Huet, enfant, et déjà poète latin, avait terminé à treize ans le cours de ses humanités ; il trouvait un guide poétique encourageant et sûr dans l’aimable M, Halley, professeur de belles-lettres et d’éloquence ; il trouva un maître élevé et profond en philosophie dans le Père Mambrun, qui le poussa d’abord à l’étude des mathématiques, d’où il eut peine ensuite à le rappeler à la philosophie même. Chaque savant personnage que rencontrait le jeune homme sur son chemin (et l’Académie de Caen en réunissait alors un grand nombre) lui devenait ainsi un nouvel instigateur d’étude ; il absorbait avidement chaque source vive qui lui était offerte, et, toujours altéré, il en demandait encore.

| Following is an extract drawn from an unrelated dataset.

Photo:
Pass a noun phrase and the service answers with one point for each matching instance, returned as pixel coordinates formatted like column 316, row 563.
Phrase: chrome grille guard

Le voisinage du savant Bochart, qui était ministre protestant à Caen, poussa le jeune Huet à s’enfoncer à sa suite dans la littérature grecque et hébraïque. Celui qui devait être évêque, apologiste et démonstrateur du Christianisme, et qui, dans le cours de sa vie, devait lire vingt-quatre fois, d’un bout à l’autre, le texte hébreu des Écritures, traduisit d’abord du grec en latin la jolie et très-libre pastorale de Duphnis et Chloé, sans trop se douter, dit-il, qu’il y eût là danger pour son innocence.

À cette époque, d’ailleurs, Huet n’était qu’un homme

  1. « Chapelain, qui, enfin, avait de l’esprit, » dit le cardinal de Retz.